Intelligent cluster reliability and self-healing: A new approach for Enterprise Storage Environments

By Madhukar Gunjan Chakhaiyar, Product Test Architect, Wipro.

10 years ago Posted in Storage + Servers Storage Technology

Increasing network content, database applications, rich email, and e-commerce are driving rapid growth in the volume of data moving across public and enterprise networks. In turn, this is driving the demand for affordable, reliable and accessible storage available on the network. IT administrators often need to deal with data inaccessibility and information flow interruption as a result of cluster environment failures. These failures have become a growing concern for large-scale computational platforms, as they have an adverse effect on the performance of the system. Any downtime can have a severe impact on the entire organisation. The new approach of cluster reliability aware applications supports these networks that run a mission-critical database.
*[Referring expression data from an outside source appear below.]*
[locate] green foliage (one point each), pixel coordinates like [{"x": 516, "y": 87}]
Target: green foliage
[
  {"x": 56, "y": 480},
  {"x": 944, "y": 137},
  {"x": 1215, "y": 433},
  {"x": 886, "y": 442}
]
To set the data accessible all time, an obvious solution is desirable to establish robust cluster environment to perform failure pattern diagnostic, critical application/process offload, Pre-Determination of node failure, node capability determination, periodic cluster health/state analysis, workload determination on each cluster nodes to load balance, cluster failover rate, failover of critical application/process to suitable node, reliability of node to sustain long run, periodic continuous tracking of state of the cluster node, and a self-heal mechanism that sense the failure to perform necessary action to heal it during runtime dynamically. To meet these needs, any network that runs a mission critical database requires Cluster reliability aware application.

This traditional Redundant Array of Independent Nodes (RAIN) storage approach has emerged as the architecture of choice as it creates reliable communication between nodes in a cluster with a built-in acknowledgement scheme that ensures reliable packet delivery. RAIN minimises the number of nodes in the chain, connecting client and server. The nodes are also more robust and independent of each other. By allowing nodes to join and exit from a cluster as and when needed, RAIN architectures insulate a storage cluster from the failure of one or more nodes. By replicating data on multiple nodes, RAIN-type archives can automatically compensate for node failure or removal.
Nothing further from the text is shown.